In its latest effort to use technology to improve the lives of the disabled, Google is rolling out two new Android apps to help people who have hearing problems.

Live Transcribe gives hard-of-hearing and deaf people text-to-speech capabilities, providing real-time captions for conversations that scroll on users’ phones. Meanwhile, Sound Amplifier, which requires headphones, lets users amplify the volume of what they want to hear and reduce background noise.

Sound Amplifier became available Monday for Android 9 or newer phones through Google’s Play Store. Live Transcribe will gradually roll out in a limited test to users worldwide. Pixel 3 phones come equipped with both products.

“Accessibility is a fundamental tenet of product development here at Google,” said Brian Kemler, Android accessibility product manager. “We’re passionate about and driven by creating smartphone experiences made for everyone regardless of their conditions.”

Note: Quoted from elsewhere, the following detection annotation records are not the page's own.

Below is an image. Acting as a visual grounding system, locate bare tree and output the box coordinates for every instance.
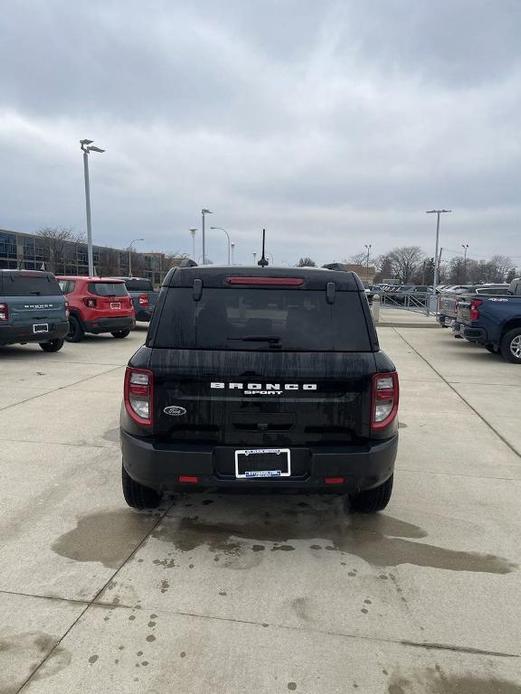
[297,256,317,267]
[36,227,79,273]
[344,253,367,266]
[489,255,514,282]
[387,246,425,284]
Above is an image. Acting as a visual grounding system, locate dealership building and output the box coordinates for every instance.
[0,229,174,285]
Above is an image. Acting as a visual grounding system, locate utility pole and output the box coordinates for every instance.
[201,207,213,265]
[426,210,452,296]
[190,228,197,261]
[128,239,145,277]
[461,243,469,282]
[364,243,373,282]
[210,227,232,265]
[80,140,105,277]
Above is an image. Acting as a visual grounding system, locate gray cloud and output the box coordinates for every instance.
[0,0,521,265]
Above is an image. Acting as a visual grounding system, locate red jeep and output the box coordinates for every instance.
[57,275,136,342]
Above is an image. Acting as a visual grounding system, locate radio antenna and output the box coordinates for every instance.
[258,229,269,267]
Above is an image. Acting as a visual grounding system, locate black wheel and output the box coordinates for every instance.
[499,328,521,364]
[349,475,393,513]
[40,337,64,352]
[65,316,85,342]
[121,465,161,509]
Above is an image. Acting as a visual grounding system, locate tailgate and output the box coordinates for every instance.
[4,295,66,326]
[150,349,375,447]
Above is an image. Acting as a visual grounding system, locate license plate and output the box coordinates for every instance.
[235,448,291,479]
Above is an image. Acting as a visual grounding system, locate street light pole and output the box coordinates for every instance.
[210,227,232,265]
[201,207,212,265]
[426,210,452,296]
[461,243,469,282]
[128,239,145,277]
[80,140,105,277]
[190,228,197,260]
[364,243,373,282]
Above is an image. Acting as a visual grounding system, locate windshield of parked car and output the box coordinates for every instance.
[0,272,62,296]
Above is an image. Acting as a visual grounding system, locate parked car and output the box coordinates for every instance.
[118,277,159,323]
[57,276,136,342]
[120,266,398,512]
[450,283,509,339]
[0,270,69,352]
[436,284,473,328]
[458,280,521,364]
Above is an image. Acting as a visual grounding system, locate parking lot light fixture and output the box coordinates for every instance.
[128,239,145,277]
[425,209,452,296]
[364,243,373,283]
[190,227,197,260]
[210,227,232,265]
[461,243,469,282]
[201,207,213,265]
[80,139,105,277]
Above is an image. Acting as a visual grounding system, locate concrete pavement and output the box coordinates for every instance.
[0,328,521,694]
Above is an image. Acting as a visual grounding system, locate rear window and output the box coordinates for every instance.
[125,278,154,292]
[58,280,76,294]
[154,287,371,352]
[89,282,127,296]
[0,273,62,296]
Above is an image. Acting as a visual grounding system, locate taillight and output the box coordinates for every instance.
[371,371,399,430]
[125,366,154,426]
[470,299,483,320]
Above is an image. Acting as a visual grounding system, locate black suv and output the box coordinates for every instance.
[0,270,69,352]
[121,267,398,512]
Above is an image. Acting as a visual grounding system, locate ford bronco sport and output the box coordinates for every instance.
[121,267,398,512]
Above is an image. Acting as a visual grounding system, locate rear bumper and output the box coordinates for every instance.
[121,430,398,493]
[0,320,69,345]
[461,325,490,344]
[83,316,136,334]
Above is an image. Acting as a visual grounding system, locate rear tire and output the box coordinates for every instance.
[499,328,521,364]
[40,337,64,352]
[349,475,393,513]
[65,316,85,342]
[121,465,161,510]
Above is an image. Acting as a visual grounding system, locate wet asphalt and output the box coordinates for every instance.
[0,327,521,694]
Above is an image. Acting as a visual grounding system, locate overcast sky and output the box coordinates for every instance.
[0,0,521,265]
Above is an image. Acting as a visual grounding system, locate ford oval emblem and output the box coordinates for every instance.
[163,405,186,417]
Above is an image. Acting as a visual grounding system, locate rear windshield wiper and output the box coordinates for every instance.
[226,335,280,345]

Google has been working on improving accessibility for the disabled for the past six years. Last year, the team introduced Lookout, an app that helps people with visual impairments by providing auditory cues to help them understand their environment. It also leveraged 50 million local guides, who contributed accessibility information for more than 40 million places on Google Maps.

For Live Transcribe, Google partnered with Gallaudet University, an institution for deaf and hard-of-hearing students based in Washington, D.C. The idea was to create a product that made sense for the growing hard-of-hearing community. The World Health Organization estimates that about 446 million people worldwide have hearing loss or are deaf. That number is estimated to grow to more than 900 million in 2050.

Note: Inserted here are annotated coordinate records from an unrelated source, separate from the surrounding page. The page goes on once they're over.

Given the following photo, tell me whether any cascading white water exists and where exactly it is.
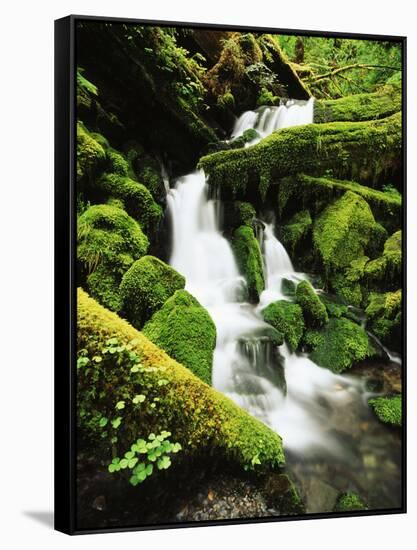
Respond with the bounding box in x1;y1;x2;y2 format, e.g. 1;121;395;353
167;95;400;512
232;98;314;145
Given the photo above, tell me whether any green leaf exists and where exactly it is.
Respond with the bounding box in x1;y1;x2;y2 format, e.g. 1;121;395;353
157;456;171;470
111;416;122;430
127;457;138;469
132;394;146;405
98;416;109;428
129;476;139;487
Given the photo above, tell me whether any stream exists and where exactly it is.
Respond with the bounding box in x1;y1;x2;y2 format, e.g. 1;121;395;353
167;99;401;513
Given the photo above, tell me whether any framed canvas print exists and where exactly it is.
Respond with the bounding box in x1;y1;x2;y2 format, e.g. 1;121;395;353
55;16;406;534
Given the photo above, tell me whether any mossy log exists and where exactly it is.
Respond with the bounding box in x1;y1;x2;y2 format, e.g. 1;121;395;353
232;225;265;302
199;113;402;202
314;86;401;122
278;174;402;231
77;289;285;470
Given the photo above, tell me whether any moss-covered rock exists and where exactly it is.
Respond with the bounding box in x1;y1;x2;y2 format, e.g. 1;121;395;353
334;492;368;512
232;225;265;302
199;113;402;200
281;210;313;257
369;395;402;426
143;290;216;384
295;281;329;328
96;173;162;232
365;289;402;350
77;204;149;311
120;256;185;328
77;122;106;180
313;191;375;273
364;231;402;288
262;300;304;351
77;290;285;470
314;86;401;122
304;318;375;373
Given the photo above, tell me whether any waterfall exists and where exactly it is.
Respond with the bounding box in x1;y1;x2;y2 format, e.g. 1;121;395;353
163;95;400;512
232;98;314;145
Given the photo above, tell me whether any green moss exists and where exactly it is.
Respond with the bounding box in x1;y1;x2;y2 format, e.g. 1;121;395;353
305;318;374;373
364;231;402;285
369;395;402;426
314;86;401;122
199;113;402;200
106;148;129;176
234;201;256;227
232;225;265;302
262;300;304;351
295;281;329;328
265;474;305;516
120;256;185;328
365;290;402;350
77;204;149;311
278;174;402;229
281;210;312;256
313;191;375;272
143;290;216;384
334;492;368;512
77;122;106;179
77;290;285;470
97;174;162;232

Live Transcribe works with 70 languages, some with multiple dialects, and also visually indicates the volume of the person speaking. This helps users know at what volume they should respond.

In a live demo, the technology generally could transcribe conversations with accuracy, including tricky transcriptions like when to use the word “Chile,” the country, versus “chili,” the meaty stew. It was less accurate transcribing people with foreign accents or people who were far away from the device.

Another nifty feature—Live Transcribe provides the option to mask profanity. The app uses asterisks to indicate that someone used profanity.

One of the researchers who worked on and helped test Live Transcribe was Dimitri Kanevsky, a Google employee who has nearly 300 U.S. patents, invented the world’s first Internet transcription services for deaf users, and also created the first voice recognition system in Russian.

Sound Amplifier, initially revealed at the Google I/O developer conference last year, is not only helpful to the hard-of-hearing but also people who are having trouble hearing in noisy places like in a loud bar. The app has two sliders, “boost” and “fine tuning,” to zero in on the sounds the user wants to hear. It also gives users the ability to adjust the amount of background noise that is audible.

“These are just the start of some of the things you’ll see us work on over the next year or two,” Kemler said. “We’re not just adding accessibility onto an existing product, but we’re building, in these two cases, for accessibility first.”